Pretreatment of a flour treatment agent: accurately weighing 2.5g (accurate to 0.001 g) of a sample, placing the sample in a 50mL centrifuge tube with a plug, accurately adding 10mL of methanol (final extraction solvent), carrying out vortex for 10min, carrying out ultrasonic extraction for 10min, centrifuging for 5min at 10000r/min, taking 2mL of supernate, placing the supernate in a 5mL volumetric flask, adding water to dilute the supernate to a scale, shaking the supernate uniformly, filtering the supernate with a 0.22 mu m filter membrane, and determining the supernate by using a liquid chromatography-tandem mass spectrometer.

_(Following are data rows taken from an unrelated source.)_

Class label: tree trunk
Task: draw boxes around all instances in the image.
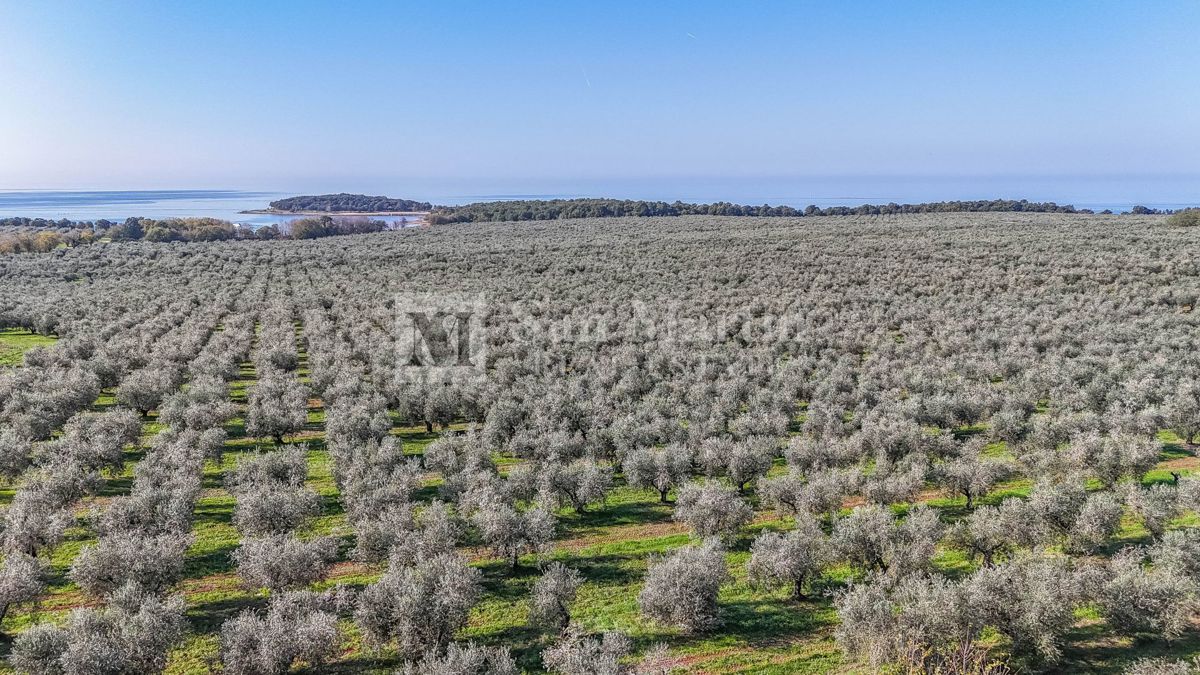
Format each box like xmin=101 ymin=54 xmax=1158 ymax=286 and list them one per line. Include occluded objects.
xmin=792 ymin=577 xmax=804 ymax=601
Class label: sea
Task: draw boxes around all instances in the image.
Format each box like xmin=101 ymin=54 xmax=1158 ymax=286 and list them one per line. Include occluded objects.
xmin=0 ymin=175 xmax=1200 ymax=228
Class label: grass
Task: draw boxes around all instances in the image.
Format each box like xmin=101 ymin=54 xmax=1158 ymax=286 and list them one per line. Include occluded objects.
xmin=0 ymin=333 xmax=1200 ymax=674
xmin=0 ymin=328 xmax=58 ymax=368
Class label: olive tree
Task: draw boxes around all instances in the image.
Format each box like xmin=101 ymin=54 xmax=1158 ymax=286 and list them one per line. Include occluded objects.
xmin=622 ymin=443 xmax=692 ymax=503
xmin=746 ymin=516 xmax=830 ymax=599
xmin=354 ymin=555 xmax=482 ymax=658
xmin=400 ymin=643 xmax=520 ymax=675
xmin=674 ymin=480 xmax=754 ymax=538
xmin=529 ymin=562 xmax=583 ymax=633
xmin=472 ymin=501 xmax=554 ymax=569
xmin=221 ymin=591 xmax=341 ymax=675
xmin=233 ymin=534 xmax=337 ymax=592
xmin=1097 ymin=546 xmax=1200 ymax=640
xmin=71 ymin=532 xmax=192 ymax=596
xmin=10 ymin=589 xmax=186 ymax=675
xmin=541 ymin=631 xmax=632 ymax=675
xmin=637 ymin=538 xmax=730 ymax=633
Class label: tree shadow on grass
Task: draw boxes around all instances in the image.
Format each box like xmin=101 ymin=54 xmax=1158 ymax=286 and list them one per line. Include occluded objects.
xmin=187 ymin=596 xmax=265 ymax=633
xmin=184 ymin=544 xmax=238 ymax=579
xmin=1057 ymin=622 xmax=1200 ymax=675
xmin=559 ymin=502 xmax=671 ymax=534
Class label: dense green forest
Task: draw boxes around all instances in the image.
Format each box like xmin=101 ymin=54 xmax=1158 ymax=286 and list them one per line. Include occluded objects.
xmin=271 ymin=192 xmax=433 ymax=213
xmin=430 ymin=199 xmax=1092 ymax=225
xmin=0 ymin=216 xmax=388 ymax=253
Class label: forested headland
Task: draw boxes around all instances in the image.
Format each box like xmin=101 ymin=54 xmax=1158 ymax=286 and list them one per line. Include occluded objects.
xmin=270 ymin=192 xmax=433 ymax=214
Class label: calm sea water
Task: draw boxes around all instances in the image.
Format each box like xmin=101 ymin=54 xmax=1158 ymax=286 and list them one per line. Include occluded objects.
xmin=0 ymin=190 xmax=422 ymax=228
xmin=0 ymin=177 xmax=1200 ymax=227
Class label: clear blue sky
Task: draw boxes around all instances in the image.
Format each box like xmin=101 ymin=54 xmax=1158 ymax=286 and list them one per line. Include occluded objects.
xmin=0 ymin=0 xmax=1200 ymax=192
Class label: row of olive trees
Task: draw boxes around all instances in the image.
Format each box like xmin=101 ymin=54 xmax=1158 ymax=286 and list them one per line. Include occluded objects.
xmin=6 ymin=312 xmax=250 ymax=673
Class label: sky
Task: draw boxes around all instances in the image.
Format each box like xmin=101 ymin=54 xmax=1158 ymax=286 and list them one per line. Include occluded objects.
xmin=0 ymin=0 xmax=1200 ymax=197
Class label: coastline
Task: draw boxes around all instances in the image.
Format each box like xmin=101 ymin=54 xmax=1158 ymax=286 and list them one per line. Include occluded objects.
xmin=238 ymin=209 xmax=430 ymax=216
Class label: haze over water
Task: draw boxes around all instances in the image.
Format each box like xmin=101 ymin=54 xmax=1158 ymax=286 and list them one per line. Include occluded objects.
xmin=0 ymin=177 xmax=1200 ymax=227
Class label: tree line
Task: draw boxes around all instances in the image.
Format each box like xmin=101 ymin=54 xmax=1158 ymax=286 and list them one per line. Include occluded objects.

Conditions of instrumental analysis
Liquid chromatography
The chromatographic conditions are as follows: a chromatographic column: a T3 chromatographic column of 3.0X 100mm and 2.7 μm; mobile phase A:0.1% aqueous formic acid; mobile phase B: methanol; flow rate 0.25mL/min, sample volume: 5 mu L of the solution; the column temperature is 35 ℃; the gradient elution procedure is detailed in table 1:
TABLE 1 gradient elution procedure
Figure BDA0003864424640000051
Conditions of Mass Spectrometry
An ion source: atmospheric pressure chemical ionization source APCI +; the scanning mode comprises the following steps: monitoring multiple reactions; ion discharge current: 4 muA; temperature of sheath gas: 350 ℃; ion transfer tube temperature: 325 ℃; flow rate of atomizing gas: 45Arb; flow rate of auxiliary gas: 5Arb; air flow speed of the air curtain: 1Arb;
mass spectral parameters and retention time table 2:
TABLE 2 Mass Spectrometry parameters and Retention time
Figure BDA0003864424640000052
* : and (4) quantifying ions.
Comparative experiment 1
Optimization of processing conditions
Selection of solvents
The acetohydroxamic acid is a strong polar weak acid compound and is easy to dissolve in water, methanol and ethanol. According to the principle of similarity and compatibility, the extraction efficiency of five extraction solvents of water, methanol, ethanol, methanol/water (5, v), acetonitrile/water (8, v); the methanol is used as an extraction solvent, the sample extracting solution is clear, and the extraction efficiency is optimal when the methanol is used as the extraction solvent.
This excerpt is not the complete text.